Prinsesstårtor can also be served in individual portions, small slices of a log which are then referred to as a prinsessbakelse.

Although the cakes are popular all year round, in the Swedish region of Småland, prinsesstårta is eaten on the first Thursday in March, due to this being the unofficial national day of the Småland region (as the phrase första torsdagen i mars is pronounced fössta tossdan i mass in the Småland dialect).

Since 2004, the Association of Swedish Bakers and Confectioners has designated the last week of September as prinsesstårtans vecka (Princess cake day).

Photo: Sinikka Halme, Creative Commons BY-SA 4.0.

Budapestbakelse

Belonging to the more traditional cakes, a Budapestbakelse or “Budapest slice” is a type of rulltårta or “roll cake” similar to a Swiss roll, consisting of a light and crispy cake made from whipped egg whites, sugar and hazelnut, filled with whipped cream and fruit, often chopped conserved peaches, nectarines or mandarines, and rolled into a log.

The log is then sliced into individual portions and drizzled with chocolate, then often topped with whipped cream and a slice of fruit. 

Despite its name, the Budapest slice has nothing to do with the city of Budapest – it was supposedly invented by baker Ingvar Strid in 1926 and received the name due to Strid’s love for the Hungarian capital.

Of course, the Budapestbakelse also has its own day – May 1st.

Kanelbullar (left), chokladbollar (centre) and biskvier (right).
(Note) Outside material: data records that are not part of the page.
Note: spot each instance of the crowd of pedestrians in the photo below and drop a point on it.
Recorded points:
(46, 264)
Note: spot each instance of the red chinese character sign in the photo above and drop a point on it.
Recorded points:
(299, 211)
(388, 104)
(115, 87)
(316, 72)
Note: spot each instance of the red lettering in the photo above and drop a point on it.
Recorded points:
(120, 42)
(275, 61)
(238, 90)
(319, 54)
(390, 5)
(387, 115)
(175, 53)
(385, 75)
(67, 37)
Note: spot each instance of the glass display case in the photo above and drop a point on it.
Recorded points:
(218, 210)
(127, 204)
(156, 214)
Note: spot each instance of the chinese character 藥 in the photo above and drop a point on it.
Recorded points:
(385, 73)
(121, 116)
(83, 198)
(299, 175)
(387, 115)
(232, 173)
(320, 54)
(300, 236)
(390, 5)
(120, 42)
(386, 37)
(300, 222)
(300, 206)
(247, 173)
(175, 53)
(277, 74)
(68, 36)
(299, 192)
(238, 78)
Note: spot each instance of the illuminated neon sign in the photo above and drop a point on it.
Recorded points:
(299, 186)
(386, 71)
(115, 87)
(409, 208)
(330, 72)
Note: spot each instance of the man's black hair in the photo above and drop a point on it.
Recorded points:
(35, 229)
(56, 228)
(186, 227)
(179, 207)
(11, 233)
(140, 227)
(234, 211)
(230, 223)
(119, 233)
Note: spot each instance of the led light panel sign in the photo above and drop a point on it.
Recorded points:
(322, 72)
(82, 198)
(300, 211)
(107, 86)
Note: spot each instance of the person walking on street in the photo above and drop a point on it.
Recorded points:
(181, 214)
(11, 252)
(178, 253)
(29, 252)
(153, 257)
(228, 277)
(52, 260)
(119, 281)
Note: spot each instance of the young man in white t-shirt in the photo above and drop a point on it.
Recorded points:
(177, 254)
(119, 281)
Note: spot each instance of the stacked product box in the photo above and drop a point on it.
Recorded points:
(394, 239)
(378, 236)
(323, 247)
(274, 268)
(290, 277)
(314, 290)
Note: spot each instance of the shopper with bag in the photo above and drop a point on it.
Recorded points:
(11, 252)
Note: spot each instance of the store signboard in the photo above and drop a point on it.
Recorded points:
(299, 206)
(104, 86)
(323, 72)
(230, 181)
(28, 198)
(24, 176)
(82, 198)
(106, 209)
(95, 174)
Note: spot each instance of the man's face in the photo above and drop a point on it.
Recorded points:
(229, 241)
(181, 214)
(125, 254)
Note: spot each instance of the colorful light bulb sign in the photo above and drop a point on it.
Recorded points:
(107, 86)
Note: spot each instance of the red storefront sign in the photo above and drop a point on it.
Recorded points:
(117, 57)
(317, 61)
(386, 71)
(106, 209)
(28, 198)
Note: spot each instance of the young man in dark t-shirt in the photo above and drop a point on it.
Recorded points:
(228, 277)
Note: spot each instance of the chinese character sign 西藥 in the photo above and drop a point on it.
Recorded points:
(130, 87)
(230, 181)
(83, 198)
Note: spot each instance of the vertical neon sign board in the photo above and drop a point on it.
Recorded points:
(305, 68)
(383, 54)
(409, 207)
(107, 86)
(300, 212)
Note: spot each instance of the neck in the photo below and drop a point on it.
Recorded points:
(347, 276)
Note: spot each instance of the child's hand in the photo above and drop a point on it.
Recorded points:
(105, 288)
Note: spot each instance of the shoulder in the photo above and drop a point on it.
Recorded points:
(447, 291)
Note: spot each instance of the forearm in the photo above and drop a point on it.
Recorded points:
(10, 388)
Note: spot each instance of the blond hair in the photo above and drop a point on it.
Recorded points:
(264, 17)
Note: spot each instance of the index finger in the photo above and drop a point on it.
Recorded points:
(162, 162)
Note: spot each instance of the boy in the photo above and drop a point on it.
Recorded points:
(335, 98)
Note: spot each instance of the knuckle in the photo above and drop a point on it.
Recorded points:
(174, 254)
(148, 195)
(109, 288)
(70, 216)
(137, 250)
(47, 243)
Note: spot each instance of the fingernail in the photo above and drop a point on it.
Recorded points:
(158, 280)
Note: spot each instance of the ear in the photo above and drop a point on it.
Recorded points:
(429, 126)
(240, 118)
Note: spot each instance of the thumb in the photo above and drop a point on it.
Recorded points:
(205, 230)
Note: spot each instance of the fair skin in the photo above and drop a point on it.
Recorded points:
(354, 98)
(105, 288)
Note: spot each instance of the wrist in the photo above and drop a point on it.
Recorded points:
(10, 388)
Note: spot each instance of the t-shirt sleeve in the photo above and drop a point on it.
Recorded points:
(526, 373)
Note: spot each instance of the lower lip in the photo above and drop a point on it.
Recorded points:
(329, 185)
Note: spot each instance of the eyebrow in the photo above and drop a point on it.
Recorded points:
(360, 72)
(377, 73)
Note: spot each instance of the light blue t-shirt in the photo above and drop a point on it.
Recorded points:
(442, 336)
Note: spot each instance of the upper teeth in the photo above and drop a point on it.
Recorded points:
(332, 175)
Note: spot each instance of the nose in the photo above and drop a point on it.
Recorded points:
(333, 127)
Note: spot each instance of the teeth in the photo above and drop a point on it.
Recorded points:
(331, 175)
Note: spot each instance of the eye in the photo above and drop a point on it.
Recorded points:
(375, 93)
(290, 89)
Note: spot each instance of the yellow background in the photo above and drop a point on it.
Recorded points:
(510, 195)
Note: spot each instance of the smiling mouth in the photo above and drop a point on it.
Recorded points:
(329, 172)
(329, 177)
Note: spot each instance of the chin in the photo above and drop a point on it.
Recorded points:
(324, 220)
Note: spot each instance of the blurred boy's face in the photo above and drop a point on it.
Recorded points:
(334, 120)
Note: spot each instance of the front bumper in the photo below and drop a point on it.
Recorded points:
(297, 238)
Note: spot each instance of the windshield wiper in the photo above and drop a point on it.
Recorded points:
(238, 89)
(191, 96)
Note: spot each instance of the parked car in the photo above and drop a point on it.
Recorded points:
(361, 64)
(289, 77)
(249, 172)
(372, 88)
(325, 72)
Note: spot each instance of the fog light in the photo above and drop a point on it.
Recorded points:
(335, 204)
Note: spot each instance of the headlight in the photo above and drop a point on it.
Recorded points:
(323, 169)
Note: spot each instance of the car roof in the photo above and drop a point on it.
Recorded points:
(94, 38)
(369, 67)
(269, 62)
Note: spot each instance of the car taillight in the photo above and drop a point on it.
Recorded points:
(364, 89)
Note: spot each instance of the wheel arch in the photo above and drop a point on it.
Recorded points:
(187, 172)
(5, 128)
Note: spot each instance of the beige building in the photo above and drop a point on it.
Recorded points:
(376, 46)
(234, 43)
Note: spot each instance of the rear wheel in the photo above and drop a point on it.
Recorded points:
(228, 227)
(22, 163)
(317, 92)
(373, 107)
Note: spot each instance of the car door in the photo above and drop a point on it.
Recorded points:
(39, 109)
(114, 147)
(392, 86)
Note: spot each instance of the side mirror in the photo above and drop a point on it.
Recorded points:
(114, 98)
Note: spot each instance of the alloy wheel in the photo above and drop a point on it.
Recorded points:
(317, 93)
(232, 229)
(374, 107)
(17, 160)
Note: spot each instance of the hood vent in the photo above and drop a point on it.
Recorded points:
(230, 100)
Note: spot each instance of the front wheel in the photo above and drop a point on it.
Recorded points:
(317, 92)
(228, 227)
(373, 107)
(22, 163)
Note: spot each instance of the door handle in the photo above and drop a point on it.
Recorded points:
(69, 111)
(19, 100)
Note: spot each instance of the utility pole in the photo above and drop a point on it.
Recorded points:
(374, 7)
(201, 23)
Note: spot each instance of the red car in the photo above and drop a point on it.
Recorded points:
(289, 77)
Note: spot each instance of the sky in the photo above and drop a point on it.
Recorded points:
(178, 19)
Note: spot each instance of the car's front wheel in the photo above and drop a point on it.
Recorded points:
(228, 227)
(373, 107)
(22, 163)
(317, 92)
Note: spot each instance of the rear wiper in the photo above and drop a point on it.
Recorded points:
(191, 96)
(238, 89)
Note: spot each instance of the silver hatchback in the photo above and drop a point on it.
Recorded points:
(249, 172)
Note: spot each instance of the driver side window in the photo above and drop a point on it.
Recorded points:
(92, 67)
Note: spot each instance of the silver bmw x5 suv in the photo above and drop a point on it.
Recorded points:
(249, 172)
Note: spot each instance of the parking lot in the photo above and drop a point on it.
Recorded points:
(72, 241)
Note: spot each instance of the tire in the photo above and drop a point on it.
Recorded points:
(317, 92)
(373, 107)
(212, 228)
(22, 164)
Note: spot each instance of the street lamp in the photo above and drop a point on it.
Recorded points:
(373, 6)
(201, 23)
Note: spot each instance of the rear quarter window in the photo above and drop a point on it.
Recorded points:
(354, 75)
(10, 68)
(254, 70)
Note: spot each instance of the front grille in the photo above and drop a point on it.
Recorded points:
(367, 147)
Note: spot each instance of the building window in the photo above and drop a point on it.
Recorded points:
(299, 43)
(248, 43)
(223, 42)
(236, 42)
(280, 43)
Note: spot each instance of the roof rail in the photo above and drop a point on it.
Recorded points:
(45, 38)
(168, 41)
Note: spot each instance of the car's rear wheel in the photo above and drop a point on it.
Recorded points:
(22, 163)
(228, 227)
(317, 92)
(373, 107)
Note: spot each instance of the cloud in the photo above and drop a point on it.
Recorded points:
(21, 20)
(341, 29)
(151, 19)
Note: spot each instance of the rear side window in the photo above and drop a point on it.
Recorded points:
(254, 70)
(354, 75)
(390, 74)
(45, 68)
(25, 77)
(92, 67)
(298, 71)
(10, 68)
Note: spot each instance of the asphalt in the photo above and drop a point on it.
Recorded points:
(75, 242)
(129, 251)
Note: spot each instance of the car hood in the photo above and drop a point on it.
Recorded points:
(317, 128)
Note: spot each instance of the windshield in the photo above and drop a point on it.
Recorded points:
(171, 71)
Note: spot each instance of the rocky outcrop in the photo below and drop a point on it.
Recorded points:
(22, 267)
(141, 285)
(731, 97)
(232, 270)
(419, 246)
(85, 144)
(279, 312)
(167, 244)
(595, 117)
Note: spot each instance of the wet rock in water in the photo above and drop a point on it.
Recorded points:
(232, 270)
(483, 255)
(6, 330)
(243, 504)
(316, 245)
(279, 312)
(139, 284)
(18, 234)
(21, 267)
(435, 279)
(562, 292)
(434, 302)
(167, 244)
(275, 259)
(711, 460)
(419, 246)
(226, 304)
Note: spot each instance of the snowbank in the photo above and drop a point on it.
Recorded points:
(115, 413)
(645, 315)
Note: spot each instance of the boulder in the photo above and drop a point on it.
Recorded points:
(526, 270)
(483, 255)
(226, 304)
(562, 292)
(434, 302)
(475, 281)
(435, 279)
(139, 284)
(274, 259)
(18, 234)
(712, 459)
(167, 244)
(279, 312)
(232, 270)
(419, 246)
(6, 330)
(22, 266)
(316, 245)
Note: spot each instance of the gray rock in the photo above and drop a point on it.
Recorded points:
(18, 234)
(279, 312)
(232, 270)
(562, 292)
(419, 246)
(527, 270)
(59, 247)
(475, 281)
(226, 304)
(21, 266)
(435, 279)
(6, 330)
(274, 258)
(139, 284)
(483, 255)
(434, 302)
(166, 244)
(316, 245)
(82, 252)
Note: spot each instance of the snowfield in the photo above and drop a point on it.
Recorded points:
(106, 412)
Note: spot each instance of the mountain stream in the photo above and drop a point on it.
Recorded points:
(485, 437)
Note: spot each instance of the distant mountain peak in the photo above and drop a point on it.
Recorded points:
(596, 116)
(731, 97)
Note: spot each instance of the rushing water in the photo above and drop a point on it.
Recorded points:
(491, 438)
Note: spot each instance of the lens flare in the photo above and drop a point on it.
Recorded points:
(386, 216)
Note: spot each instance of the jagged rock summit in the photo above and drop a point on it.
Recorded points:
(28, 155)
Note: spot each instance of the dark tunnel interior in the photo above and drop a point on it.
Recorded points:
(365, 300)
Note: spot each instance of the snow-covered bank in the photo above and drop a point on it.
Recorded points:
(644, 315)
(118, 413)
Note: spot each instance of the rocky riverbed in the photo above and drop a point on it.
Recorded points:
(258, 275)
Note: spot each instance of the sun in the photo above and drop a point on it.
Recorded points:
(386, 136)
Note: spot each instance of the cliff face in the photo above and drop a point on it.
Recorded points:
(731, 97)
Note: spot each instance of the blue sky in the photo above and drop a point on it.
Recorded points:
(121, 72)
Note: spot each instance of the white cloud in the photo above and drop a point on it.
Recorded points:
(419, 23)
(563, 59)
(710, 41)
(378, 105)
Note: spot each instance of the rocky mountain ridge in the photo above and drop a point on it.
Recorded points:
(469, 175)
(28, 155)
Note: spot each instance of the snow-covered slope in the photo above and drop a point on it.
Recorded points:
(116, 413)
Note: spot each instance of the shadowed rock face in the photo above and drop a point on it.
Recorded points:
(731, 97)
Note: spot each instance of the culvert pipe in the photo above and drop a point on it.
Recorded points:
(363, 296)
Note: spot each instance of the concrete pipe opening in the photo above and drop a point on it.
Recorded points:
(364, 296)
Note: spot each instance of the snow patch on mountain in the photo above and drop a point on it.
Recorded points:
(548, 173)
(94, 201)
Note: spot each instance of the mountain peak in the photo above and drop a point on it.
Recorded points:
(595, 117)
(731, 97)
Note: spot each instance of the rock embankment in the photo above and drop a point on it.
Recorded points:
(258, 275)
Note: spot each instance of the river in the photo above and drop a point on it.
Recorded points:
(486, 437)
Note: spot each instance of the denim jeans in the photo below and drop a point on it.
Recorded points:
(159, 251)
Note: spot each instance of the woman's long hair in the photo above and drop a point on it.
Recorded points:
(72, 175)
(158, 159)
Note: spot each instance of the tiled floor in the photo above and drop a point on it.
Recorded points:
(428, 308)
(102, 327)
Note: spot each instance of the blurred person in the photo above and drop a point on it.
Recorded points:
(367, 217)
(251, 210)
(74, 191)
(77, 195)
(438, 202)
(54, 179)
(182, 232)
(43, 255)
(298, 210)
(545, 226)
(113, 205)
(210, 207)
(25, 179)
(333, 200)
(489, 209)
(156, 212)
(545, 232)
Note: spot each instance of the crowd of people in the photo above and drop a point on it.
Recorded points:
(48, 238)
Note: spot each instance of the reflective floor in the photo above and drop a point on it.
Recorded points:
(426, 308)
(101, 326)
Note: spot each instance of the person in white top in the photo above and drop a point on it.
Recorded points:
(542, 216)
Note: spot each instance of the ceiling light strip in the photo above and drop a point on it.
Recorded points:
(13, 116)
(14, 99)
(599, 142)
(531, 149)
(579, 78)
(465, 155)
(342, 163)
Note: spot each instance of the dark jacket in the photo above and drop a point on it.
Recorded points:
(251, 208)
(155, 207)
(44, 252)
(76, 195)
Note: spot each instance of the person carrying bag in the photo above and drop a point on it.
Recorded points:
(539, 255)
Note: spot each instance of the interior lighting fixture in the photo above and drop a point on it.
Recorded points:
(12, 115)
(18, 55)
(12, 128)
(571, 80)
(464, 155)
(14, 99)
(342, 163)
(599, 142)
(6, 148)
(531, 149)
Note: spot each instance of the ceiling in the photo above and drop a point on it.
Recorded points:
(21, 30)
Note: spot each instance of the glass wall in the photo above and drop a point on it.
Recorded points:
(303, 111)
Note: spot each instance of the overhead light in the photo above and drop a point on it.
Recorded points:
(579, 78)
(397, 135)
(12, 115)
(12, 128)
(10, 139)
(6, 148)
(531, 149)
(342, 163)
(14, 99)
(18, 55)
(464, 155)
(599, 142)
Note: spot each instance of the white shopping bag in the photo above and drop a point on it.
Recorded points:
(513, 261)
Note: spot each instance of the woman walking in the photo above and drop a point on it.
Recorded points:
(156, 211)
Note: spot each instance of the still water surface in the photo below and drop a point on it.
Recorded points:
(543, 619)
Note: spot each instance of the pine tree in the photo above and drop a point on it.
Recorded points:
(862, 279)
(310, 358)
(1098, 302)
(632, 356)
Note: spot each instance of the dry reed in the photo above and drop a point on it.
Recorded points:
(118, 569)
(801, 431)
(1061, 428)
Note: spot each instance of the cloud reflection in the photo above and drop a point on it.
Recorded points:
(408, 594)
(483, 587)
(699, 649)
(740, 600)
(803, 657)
Photo: Tuukka Ervasti/imagebank.sweden.se

Biskvi

Another smaller cake, a biskvi (pronounced like the French biscuit), consists of an almond biscuit base, covered in buttercream (usually chocolate flavoured), and dark chocolate.

Different variants of biskvier exist, such as a Sarah Bernhardt, named after the French actress of the same name, which has chocolate truffle instead of buttercream.

You might also spot biskvier with white chocolate, often with a hallon (raspberry) or citron (lemon) filling, or even saffransbiskvier around Christmastime.

Chokladbiskviens dag is celebrated on November 11th.